Why Honda is planting 85,000 trees

Honda says it’s part of a company-wide effort to achieve carbon-neutrality

Automaker Honda said Wednesday it’s planting tens of thousands of hazelnut, hickory, maple, oak and sycamore trees in central Ohio to boost biodiversity and “reduce its environmental footprint.”

The 85,000 trees planted on 100 acres of company-owned land in Union County will be near the Flat Branch Creek, not far from the company’s Marysville and East Liberty auto assembly plants.

The trees will boost the company’s carbon sequestration efforts and serve as home for a group of insects, animals, birds and plants, Honda said.

The company is calling it the “Honda Power of Dreams Forest.”

Honda said it is working with a local farmer to implement conservation practices that will help strengthen water quality in the nearby creek.
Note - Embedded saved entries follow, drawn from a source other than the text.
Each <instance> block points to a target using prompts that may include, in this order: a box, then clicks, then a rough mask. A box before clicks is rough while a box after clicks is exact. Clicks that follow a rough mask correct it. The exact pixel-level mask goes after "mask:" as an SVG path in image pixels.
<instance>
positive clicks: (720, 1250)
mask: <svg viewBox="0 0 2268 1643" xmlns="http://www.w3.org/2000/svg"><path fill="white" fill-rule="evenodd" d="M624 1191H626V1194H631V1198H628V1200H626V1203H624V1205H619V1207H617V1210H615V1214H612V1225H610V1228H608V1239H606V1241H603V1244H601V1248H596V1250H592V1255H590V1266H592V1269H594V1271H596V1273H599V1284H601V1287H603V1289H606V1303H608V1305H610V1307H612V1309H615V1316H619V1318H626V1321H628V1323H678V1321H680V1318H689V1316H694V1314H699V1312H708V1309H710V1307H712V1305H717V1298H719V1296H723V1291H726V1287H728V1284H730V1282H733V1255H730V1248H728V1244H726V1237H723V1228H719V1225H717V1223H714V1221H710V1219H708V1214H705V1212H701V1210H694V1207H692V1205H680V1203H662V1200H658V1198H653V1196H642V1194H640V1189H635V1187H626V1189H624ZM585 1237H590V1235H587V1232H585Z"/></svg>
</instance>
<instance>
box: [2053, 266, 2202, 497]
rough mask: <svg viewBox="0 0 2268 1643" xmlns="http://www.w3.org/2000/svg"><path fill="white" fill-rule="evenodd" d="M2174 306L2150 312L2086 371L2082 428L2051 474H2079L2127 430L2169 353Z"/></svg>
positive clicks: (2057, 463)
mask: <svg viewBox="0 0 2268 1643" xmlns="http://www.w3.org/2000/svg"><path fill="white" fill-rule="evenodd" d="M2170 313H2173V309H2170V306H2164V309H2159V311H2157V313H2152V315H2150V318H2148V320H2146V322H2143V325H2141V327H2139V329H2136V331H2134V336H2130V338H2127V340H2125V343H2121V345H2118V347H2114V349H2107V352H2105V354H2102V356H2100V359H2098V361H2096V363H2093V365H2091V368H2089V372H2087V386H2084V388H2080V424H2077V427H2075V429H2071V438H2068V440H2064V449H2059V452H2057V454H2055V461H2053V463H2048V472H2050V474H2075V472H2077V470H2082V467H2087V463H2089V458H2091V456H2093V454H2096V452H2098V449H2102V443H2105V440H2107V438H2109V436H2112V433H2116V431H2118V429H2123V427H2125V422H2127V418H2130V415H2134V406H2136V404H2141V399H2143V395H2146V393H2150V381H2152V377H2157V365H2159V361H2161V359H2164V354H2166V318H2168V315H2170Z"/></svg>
And some of the trees will be set aside for maple syrup production, the company also said.

“These trees represent the power of dreams of our Honda associates who identified a beneficial way to capture carbon and support Ohio’s water quality goals,” Larry Geise, executive vice president of Honda Development and Manufacturing of America, said in an announcement. “Initiatives like this will not only help Honda reach our goal to be carbon neutral by 2050 but will also help enhance the local ecosystem and support local farms.”

“This project advances Gov. DeWine’s commitment to enhance Ohio’s most abundant natural resource,” said Anne Vogel, director of the Ohio Environmental Protection Agency. “These trees will act as a natural filtration system, ensuring the water in the streams remains clean and healthy.”

The trees are all native to Ohio.

This is a project Honda has tackled in New Zealand and elsewhere. Since 2004, the Honda TreeFund has funded the planting of more than 750,000 trees throughout New Zealand.

Honda in recent months has also announced the creation of electric vehicle assembly plants in Ohio and, most recently, an EV “value chain” in Canada.

“We expect to maintain employment stability and announced plans to add 300 jobs across the Honda EV Hub in Ohio, during these key next steps in this transition,” Honda spokesman Chris Chris Abbruzzese said when asked about the impact of the Canadian chain on Ohio jobs.

The Ohio Honda EV Hub “will play a key role in developing our knowledge and expertise in EV production that will be shared across Honda’s entire North American auto production network in the coming years,” Abbruzzese said.

Honda has said that even as it prepares for EV production in Ohio next year, it will continue making internal combustion and hybrid-electric vehicles.